Technology has made us lazy. People do not venture out of their homes when they can have their home needs delivered to them. For this reason, animal shelters need to put policies in place to photograph incoming animals as quickly as possible and post the photos on their website and social media sites to alert these home-bound pet owners. If the owner is found, the next trick is to try to get them out of their homes to reclaim their pet; I have had many owners of lost pets ask for home delivery (most do not want to dirty their car with pet hair).
Although some animals on intake are like trying to photograph a two-year-old child, they will be constantly on the move and will attempt to bite you. When dealing with such animals, shelter personnel will be tempted to be safe and photograph the animal through a cage, on a catchpole, or through the window of a feral box. Photos like these are the ones that your viewers will complain about most. The only reason for a poor photo is staff safety.
Consider your audience when photographing animals. In every animal shelter that I have worked, I always had a group of people who trolled our website looking for pictures that they could complain about.

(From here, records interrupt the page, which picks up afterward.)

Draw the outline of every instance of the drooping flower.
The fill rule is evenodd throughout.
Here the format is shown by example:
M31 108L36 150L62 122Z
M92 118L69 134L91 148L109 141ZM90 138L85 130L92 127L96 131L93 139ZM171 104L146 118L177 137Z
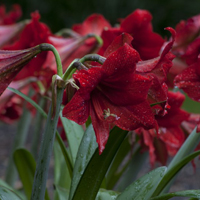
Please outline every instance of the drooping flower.
M63 116L83 124L90 115L100 153L113 125L125 130L156 127L147 102L151 81L136 73L139 60L137 51L125 43L109 52L102 66L73 75L80 89L64 107Z
M50 36L49 41L58 50L63 69L67 69L74 59L97 51L100 45L95 37L100 37L105 28L111 28L109 22L100 14L92 14L82 24L73 25L69 37ZM51 52L45 66L55 68Z
M16 51L0 50L0 95L20 70L40 52L40 46Z

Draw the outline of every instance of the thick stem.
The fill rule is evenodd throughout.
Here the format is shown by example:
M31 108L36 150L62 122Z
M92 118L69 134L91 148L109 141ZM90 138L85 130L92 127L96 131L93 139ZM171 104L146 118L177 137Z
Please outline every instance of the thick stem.
M63 92L63 89L58 88L56 111L53 119L51 117L51 107L49 109L34 176L31 200L44 200L50 157L52 154Z

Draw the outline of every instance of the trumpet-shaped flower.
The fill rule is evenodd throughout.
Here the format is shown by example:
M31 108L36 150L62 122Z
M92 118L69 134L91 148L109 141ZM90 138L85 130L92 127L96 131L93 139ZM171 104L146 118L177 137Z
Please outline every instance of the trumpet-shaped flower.
M109 130L156 126L147 102L151 81L136 73L140 56L125 43L109 55L102 66L73 75L80 89L64 107L63 116L83 124L89 115L96 133L99 153L105 148Z

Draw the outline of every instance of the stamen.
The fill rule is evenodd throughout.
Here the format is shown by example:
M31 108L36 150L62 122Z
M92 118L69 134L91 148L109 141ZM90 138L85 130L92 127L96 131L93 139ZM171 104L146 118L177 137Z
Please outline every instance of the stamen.
M119 119L119 117L116 114L110 113L109 108L107 110L104 110L103 115L104 115L104 119L107 119L110 116L114 117L116 120Z

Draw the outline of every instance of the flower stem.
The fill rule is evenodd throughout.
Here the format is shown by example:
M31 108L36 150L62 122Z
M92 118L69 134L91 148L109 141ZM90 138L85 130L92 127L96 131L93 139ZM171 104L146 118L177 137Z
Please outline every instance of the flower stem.
M67 68L67 70L65 71L65 73L64 73L64 75L63 75L63 77L62 77L62 79L63 79L64 81L68 80L68 79L70 78L70 74L72 74L72 72L75 72L75 71L76 71L76 67L74 66L74 63L77 62L78 60L79 60L79 59L74 59L74 60L70 63L69 67Z
M61 62L60 55L59 55L58 51L56 50L56 48L53 45L48 44L48 43L43 43L43 44L40 44L39 46L42 51L52 51L53 52L55 59L56 59L57 74L60 77L62 77L63 76L62 62Z
M56 110L53 119L51 116L51 107L49 109L34 176L31 200L44 200L50 157L52 154L63 92L63 89L57 89Z
M100 64L103 64L105 62L106 58L103 56L100 56L98 54L88 54L82 57L79 62L84 63L85 61L96 61Z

But, in fact, they were usually right; staff would be too quick to take a photo and post it. The problem with hastily taken photos is that you capture the animal in a pose that not even the owner would not recognize.
The “first” photo that is taken of an animal should be one that can recognize the animal for the owner. If you cannot handle the animal, then explain why and provide as much detail in the description of the animal.
If an animal is unclaimed, it becomes time to take additional photos of the animal; we call these the glamour shots. Hopefully the animal has calmed down enough to capture natural photos of it. Some shelters create space to set up a small studio with lights and backdrops, while other shelters have volunteers walking the animals take photos of animal on their walks. These images are key in “selling” the animal to a potential adopter.